En general, los científicos y su actividad gozan de una opinión inmejorable entre los ciudadanos españoles cuando se les pregunta por su valoración entre distintas actividades profesionales. Este podría ser un indicador genérico. Sin embargo, no siempre es sencillo obtener indicadores fiables en nuestro país. Dirijo un programa de divulgación científica en televisión, La Ciencia en Nuestra Vida, que se transmite a través de la red de televisiones educativas latinoamericanas. Allí tengo espectadores que se cuentan por centenares de miles. También deposito mis programas en los repositorios del CSIC y probablemente pocos investigadores españoles los conocen, por no hablar del público en general. También he dirigido y presentado programas de divulgación científica en la televisión de la Universidad Politécnica de Valencia con cierto éxito a nivel local, unos treinta o cuarenta mil seguidores. Puede parecer que no son muchos, pero es tanto como llenar un campo de fútbol los domingos. Necesitamos el compromiso de los investigadores por hacer llegar al resto de la sociedad nuestro trabajo. Se lo debemos, ya que nos pagan a nosotros y a nuestras investigaciones. Actualmente, coordino para España la iniciativa de EPSO “Fascination of Plants Day” con carácter bianual el 18 de mayo. Sólo en España ese día se realizan unas 60 actividades que implican a investigadores, jardines botánicos, centros de investigación, colegios, asociaciones de consumidores. En total coordinamos varios miles de actividades en más de cuarenta países. El impacto lo medimos a nivel global en los medios de comunicación.
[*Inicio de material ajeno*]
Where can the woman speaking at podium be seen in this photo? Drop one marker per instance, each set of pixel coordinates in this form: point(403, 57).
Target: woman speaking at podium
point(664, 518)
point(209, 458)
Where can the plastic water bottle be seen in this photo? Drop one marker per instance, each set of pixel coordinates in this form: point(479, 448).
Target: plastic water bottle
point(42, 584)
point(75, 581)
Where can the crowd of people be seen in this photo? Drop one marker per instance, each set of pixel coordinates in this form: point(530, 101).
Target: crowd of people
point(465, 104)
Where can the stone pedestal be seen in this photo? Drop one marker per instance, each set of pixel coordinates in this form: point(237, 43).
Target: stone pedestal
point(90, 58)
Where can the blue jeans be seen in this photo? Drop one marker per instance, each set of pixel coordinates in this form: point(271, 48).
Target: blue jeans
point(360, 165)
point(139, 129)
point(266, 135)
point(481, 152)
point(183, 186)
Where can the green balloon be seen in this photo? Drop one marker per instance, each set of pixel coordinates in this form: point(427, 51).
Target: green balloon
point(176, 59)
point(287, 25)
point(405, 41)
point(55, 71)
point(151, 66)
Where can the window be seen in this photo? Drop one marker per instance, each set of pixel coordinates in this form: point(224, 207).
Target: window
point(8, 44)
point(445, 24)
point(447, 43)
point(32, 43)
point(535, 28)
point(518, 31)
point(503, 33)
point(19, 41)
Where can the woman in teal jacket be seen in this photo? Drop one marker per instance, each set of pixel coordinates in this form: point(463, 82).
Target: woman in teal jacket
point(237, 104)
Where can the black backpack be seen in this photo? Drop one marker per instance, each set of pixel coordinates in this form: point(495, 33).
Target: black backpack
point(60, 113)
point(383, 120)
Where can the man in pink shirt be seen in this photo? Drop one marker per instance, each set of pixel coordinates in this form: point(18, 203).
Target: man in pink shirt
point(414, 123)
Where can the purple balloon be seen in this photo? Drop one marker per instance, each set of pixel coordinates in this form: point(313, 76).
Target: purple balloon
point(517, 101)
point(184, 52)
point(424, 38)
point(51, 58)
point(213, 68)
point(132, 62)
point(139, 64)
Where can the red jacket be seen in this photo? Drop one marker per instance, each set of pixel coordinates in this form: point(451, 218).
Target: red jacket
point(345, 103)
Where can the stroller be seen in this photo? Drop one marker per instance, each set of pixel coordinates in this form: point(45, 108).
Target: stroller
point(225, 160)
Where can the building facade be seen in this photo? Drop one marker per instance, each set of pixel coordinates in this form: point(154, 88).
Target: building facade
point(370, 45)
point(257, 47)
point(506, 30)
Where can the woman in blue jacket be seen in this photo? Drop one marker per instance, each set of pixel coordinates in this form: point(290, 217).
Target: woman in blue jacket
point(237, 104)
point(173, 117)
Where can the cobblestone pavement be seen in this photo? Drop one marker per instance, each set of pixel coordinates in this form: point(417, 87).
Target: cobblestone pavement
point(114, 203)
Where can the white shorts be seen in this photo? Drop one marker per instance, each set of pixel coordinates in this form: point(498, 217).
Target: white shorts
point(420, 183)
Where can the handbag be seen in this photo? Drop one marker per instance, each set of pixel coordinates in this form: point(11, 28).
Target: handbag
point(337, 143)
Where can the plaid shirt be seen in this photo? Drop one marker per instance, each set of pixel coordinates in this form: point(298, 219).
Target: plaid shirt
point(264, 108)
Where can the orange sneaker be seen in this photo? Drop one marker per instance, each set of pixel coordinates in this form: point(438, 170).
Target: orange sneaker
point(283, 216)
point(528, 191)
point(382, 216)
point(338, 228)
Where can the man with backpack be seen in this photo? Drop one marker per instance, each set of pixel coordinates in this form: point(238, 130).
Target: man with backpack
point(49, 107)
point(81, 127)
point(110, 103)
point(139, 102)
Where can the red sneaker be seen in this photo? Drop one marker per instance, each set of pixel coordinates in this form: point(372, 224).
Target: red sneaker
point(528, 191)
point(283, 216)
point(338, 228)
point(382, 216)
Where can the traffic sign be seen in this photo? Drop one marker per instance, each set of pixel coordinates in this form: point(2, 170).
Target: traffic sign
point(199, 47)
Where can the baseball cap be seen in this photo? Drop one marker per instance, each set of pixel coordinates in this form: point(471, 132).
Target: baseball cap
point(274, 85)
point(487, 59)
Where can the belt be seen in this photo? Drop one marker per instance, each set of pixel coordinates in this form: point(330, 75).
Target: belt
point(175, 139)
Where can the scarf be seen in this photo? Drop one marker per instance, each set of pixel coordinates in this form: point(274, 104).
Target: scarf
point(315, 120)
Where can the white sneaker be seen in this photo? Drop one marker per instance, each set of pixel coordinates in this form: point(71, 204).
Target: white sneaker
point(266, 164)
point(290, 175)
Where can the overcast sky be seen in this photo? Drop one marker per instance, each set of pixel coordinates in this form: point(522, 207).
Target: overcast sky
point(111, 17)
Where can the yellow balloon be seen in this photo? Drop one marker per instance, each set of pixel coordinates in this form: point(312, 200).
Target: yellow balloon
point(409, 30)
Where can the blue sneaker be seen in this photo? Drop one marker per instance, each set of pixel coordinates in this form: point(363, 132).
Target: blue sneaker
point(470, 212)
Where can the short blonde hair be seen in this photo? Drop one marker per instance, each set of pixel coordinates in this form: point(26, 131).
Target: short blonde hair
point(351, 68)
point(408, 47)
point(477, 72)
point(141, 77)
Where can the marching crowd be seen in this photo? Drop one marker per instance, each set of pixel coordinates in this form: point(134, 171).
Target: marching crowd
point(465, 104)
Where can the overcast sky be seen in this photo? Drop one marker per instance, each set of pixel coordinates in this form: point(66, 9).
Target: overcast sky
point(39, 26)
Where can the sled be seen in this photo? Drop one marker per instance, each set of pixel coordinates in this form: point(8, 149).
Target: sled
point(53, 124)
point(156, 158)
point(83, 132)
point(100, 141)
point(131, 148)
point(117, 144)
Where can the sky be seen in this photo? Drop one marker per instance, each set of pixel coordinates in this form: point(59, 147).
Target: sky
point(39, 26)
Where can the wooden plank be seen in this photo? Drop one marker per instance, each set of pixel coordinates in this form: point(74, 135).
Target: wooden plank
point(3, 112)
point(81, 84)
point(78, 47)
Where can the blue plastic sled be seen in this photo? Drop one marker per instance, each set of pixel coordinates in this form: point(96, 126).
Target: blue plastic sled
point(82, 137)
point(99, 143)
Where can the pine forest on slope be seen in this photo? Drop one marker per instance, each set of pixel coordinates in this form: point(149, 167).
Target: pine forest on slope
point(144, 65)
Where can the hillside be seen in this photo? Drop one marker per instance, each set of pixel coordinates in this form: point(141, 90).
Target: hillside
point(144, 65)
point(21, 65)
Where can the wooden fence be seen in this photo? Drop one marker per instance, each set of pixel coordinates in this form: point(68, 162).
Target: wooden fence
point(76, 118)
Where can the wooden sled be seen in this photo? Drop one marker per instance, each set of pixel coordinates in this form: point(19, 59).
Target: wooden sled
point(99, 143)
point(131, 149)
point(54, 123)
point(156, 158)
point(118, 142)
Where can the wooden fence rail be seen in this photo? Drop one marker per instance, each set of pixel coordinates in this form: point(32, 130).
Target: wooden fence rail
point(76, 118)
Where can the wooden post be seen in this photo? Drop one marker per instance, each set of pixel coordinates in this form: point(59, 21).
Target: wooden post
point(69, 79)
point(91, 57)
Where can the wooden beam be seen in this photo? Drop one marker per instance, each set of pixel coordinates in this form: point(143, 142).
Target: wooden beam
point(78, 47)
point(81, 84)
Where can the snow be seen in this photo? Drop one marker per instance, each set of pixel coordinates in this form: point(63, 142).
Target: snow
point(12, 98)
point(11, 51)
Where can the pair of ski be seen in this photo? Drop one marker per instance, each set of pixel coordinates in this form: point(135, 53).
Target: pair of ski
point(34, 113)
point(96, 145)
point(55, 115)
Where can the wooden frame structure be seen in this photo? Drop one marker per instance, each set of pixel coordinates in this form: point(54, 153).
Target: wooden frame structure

Por último, ¿qué objetivo ha de tener siempre en mente un coordinador institucional?

Un buen coordinador institucional del CSIC debe de saber que el papel del CSIC en el sistema de I+D español es fundamental, tan fundamental como que si no existiera habría que inventarlo. A partir de ahí debe trabajar para dar visibilidad social al CSIC en su territorio y tratar de ayudar a que los investigadores del CSIC tengan las máximas oportunidades para el desarrollo de su trabajo. España se compone de diecisiete comunidades autónomas y todas tienen gobiernos que ejercen funciones reguladoras y financiadoras de política científica. Disponen también de organismos ejecutores de ciencia, universidades, organismos públicos regionales, institutos tecnológicos. En la Comunidad Valenciana optamos desde hace décadas por un modelo de implantación que pivota alrededor de centros mixtos de excelencia con las universidades valencianas. El CSIC cuenta con once Institutos en la Comunidad Valenciana y tres de ellos, el Instituto de Tecnología Química, el Instituto de Física Corpuscular y el Instituto de Neurociencias han recibido el reconocimiento de calidad Severo Ochoa. El Coordinador institucional del CSIC debe perseguir las sinergias entre todos ellos y transmitir también una política científica de Estado. Somos el único Organismo público de investigación con implantación en todos los territorios, somos tan catalanes como andaluces, valencianos o madrileños. Somos de todos los españoles. Además somos los que más ciencia producimos y los que más y mejor transferimos conocimiento. ¿Autocomplacencia? Ninguna, ¡nos queda tanto por hacer!